Tak lama kemudian, mobil pemadam kebakaran milik Pemkot Kendari tiba di lokasi. Sirene meraung-raung, situasi makin dramatis, tapi sekaligus bikin lega warga. Petugas langsung menggelar selang, menyemprotkan air dan bahan pemadam ke titik api utama di mesin pertamini dan bagian belakang kios yang sudah hangus. Dalam beberapa menit, api berhasil dijinakkan, meski kios sudah rata dengan tanah, tinggal rangka besi yang gosong.
Baca Juga: Update Keamanan Kebakaran di Pasar Baru Kendari
Dampak Pertamini Meledak Rahandouna bagi Pemilik dan Warga
Dampaknya, Bosku, bukan main. Kios pertamini hangus total, tidak ada yang bisa diselamatkan lagi. Pompa, selang, jerigen, sampai etalase kecil tempat jualan snack dan minuman di depan kios ikut ludes. “Modalku habis mi, nda tahu mau mulai darimana lagi,” keluh pemilik kios dengan wajah muram, kassian.
Secara psikologis, warga sekitar juga terguncang. Beberapa mengaku takut pi beli bensin di pertamini untuk sementara waktu. “Trauma ji, masih terbayang suara ledakan tadi,” ungkap seorang ibu rumah tangga yang rumahnya hanya beberapa meter dari sumber api. Anak-anak yang biasanya bermain di depan rumah pun langsung dilarang berkeliaran dekat lokasi kejadian.

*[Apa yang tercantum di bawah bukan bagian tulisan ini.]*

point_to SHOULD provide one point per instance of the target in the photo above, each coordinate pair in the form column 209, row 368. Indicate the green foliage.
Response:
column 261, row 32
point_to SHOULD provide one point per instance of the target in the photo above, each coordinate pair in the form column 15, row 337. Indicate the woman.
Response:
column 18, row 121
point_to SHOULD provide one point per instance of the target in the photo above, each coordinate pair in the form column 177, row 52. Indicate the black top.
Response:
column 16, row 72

Jalur lalu lintas di sekitar Rahandouna sempat tersendat cukup parah. Pengendara yang penasaran memperlambat kendaraan untuk melihat sisa kebakaran, bikin macet lokal mendadak. Aih, ini pemandangan yang sering sekali kita lihat kalau ada kejadian besar di Kendari toh. Situasi ini juga jadi pengingat agar warga tidak berkerumun terlalu dekat saat petugas masih bekerja di TKP.
Imbauan Keamanan Pasca Pertamini Meledak Rahandouna
Sobat Kendari, dari lokasi kejadian ini, pesan pentingnya jelas mi: keselamatan nomor satu. Kalau punya usaha pertamini atau kios bensin eceran, pastikan instalasi listrik ditangani teknisi resmi, kabel rapi, dan jauh dari area penyimpanan bensin. Jangan sambung-menyambung kabel sembarang, dan hindari penggunaan stop kontak bertumpuk di dekat jerigen.

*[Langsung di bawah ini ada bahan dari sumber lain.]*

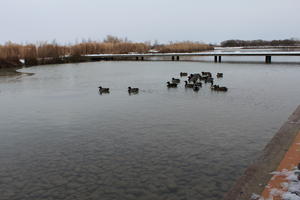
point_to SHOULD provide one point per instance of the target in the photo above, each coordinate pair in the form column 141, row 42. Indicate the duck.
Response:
column 218, row 88
column 206, row 74
column 223, row 89
column 183, row 73
column 198, row 84
column 196, row 88
column 171, row 85
column 175, row 80
column 133, row 90
column 188, row 85
column 219, row 75
column 103, row 90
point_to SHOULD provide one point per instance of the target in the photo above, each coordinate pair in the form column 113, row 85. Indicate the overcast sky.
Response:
column 210, row 21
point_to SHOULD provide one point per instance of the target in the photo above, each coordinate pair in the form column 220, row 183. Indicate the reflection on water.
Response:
column 60, row 139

Selain itu, siapkan alat pemadam api ringan (APAR) di kios. Memang terasa mahal di awal, tapi kalau dibandingkan dengan risiko kebakaran besar begini, lebih baik keluar biaya sedikit toh, daripada kehilangan seluruh usaha. Warga yang rumahnya dekat SPBU mini atau pertamini juga perlu waspada dan aktif mengingatkan kalau melihat ada praktik berbahaya.

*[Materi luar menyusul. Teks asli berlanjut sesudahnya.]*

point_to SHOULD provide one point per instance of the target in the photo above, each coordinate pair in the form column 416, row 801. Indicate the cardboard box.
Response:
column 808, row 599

Pemerintah kota dan aparat terkait diharapkan bergerak cepat melakukan pendataan dan penertiban pertamini yang belum memenuhi standar keselamatan. Ini bukan soal larang usaha ji, tapi soal lindungi nyawa dan harta warga Kota Lulo. Baca Juga: Kebijakan Terbaru Pemkot Kendari Soal Izin Usaha Kecil yang sedang dibahas, supaya usaha tetap jalan, tapi aman ji semua.
Dari Kelurahan Rahandouna yang masih menyisakan bau asap dan sisa kayu hangus, kami tutup dulu laporan langsung ini. Tetap waspada, Bosku, dan jangan lupa, keselamatan itu bukan teori toh, tapi praktik di lapangan setiap hari. Mantap djiwa kalau kita semua bisa belajar dari kejadian Pertamini Meledak Rahandouna ini.